Denial still runs rampant.
“In many cases, even amid the current focus, denial plays a role in the failure of DEI initiatives,” says Mr. Velásquez. “Individuals who are ignorant of their wrongs may not be concerned enough to want to discuss them or learn from them.” Ms. Holly has also encountered forms of denial. “When people tell me, ‘I don’t see race’ or ‘Gender doesn’t matter to me’, they think they’re being sincere, but the fact is, we all have biases and we all judge others,” she says, “The goal isn’t to sweep it under the carpet but to bring it out into the open.” Ms. Taylor agrees. “People often say, ‘I’m not racist. It isn’t me who’s the problem.’ But if you witness injustices and you don’t speak up and actively work to be part of the change that’s needed, you’re complicit. And that makes you part of the problem.”
The company culture doesn’t support diversity initiatives.
“DEI efforts are sometimes relegated to boxes that need to be checked off,” says, Mr. Velásquez. “They’re developed to comply with corporate governance and self-regulation.

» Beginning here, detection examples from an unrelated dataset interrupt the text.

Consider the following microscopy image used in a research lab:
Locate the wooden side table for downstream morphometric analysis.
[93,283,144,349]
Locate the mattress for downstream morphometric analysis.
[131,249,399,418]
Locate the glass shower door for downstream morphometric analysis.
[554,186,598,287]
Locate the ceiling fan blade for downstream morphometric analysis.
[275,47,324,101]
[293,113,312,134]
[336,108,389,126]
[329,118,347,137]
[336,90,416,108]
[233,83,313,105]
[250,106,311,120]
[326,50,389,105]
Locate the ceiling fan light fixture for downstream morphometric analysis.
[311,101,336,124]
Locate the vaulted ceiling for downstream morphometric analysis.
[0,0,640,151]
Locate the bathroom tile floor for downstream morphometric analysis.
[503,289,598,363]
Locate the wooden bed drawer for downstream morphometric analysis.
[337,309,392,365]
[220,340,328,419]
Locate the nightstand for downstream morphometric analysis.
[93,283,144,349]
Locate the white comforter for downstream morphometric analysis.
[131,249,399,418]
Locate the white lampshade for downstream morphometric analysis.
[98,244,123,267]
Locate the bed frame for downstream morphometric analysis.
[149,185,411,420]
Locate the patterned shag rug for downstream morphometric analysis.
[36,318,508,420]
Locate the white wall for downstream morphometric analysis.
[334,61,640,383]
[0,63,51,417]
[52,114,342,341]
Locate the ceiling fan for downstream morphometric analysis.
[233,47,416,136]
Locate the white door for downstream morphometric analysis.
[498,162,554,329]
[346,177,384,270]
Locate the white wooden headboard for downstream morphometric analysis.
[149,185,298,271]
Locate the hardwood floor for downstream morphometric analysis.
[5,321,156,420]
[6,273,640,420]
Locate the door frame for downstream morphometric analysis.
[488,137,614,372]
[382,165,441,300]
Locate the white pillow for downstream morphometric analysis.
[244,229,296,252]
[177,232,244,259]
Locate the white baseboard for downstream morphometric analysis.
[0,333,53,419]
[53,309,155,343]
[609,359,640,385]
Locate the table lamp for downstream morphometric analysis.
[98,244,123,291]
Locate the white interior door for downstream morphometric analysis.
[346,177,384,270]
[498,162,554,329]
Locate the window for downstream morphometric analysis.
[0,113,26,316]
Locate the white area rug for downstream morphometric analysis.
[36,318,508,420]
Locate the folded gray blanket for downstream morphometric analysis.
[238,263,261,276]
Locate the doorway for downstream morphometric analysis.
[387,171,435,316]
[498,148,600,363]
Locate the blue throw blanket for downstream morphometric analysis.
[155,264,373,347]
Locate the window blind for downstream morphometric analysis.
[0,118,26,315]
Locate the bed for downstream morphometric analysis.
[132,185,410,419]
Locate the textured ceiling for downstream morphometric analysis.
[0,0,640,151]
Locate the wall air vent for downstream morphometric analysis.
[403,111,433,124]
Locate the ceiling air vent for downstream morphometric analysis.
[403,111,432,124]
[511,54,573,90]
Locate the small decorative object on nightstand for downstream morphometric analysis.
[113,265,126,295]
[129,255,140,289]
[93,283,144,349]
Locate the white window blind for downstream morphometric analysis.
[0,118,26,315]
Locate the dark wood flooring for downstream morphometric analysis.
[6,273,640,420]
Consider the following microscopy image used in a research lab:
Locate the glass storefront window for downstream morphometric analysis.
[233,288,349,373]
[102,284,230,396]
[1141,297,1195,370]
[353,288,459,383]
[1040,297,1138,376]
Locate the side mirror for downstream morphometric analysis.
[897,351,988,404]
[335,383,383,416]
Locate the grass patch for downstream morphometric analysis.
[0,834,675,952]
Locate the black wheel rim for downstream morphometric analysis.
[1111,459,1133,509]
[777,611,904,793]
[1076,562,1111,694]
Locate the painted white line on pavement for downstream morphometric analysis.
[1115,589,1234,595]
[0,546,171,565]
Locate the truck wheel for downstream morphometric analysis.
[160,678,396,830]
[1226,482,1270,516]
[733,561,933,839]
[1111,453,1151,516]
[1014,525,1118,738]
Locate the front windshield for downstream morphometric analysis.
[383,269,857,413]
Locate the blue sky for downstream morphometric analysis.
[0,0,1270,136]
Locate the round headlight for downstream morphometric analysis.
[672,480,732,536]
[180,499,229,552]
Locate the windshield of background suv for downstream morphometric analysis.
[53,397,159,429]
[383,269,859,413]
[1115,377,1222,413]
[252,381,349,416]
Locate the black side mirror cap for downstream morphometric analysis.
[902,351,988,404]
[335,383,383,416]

In these situations, the workplace environment isn’t founded in diversity and there’s no real interest in making it so, but someone in a position of authority says, ‘Hey, we should have diversity training.’”
There’s a lack of measurement.
To assess the effectiveness and impact of any DEI program, a baseline needs to be established. “Where are you now and what do you want to accomplish?” says Ms. Taylor. “If an organization is seeking to increase its non-white employee percentage, for example, they need to start by analyzing their entire recruitment process. If they find the number of minority applicants is low, it may be an indication that something is making these candidates feel that they wouldn’t be comfortable working for that organization. Further exploration is needed to determine what’s causing the disconnect—whether it’s the lack of diverse representation on a company’s website and social media pages, the job application that lacks inclusive and non-binary gender options, hearsay about the company, a lack of people of color in leadership positions, or something else.”
The employer oversimplifies the process.
“When they’re properly executed, DEI initiatives are raw, emotional, and very complex,” says Ms. Taylor. “People often don’t grasp how involved the process is. They’ll ask me to send over a PowerPoint or draft an email to address their problems.” She adds that to be effective, DEI programs must be fully funded and supported at all levels of the organization, not handed off to HR or a group of volunteers. “Employers who say they value DEI need to commit, fund, and support the ongoing work that’s necessary to derive the results they’re seeking.”
The status quo is king.
“They may be well-meaning, but employers can be misguided in their approaches and outdated in their ideas,” says Mr. Velásquez. “There’s an underlying assumption that the employees targeted by DEI programs must somehow change to fit into the workplace culture, rather than trying to determine how the company culture should be adjusted to better suit everyone.”
The homogenous, one-size-fits-all workplace is a thing of the past.
Initiatives solely designed for cultural competency are no longer enough. Rather, the focus must be on creating a tapestry of differences that honors all people and seeks to maximize their full potential and enhance their workplace satisfaction.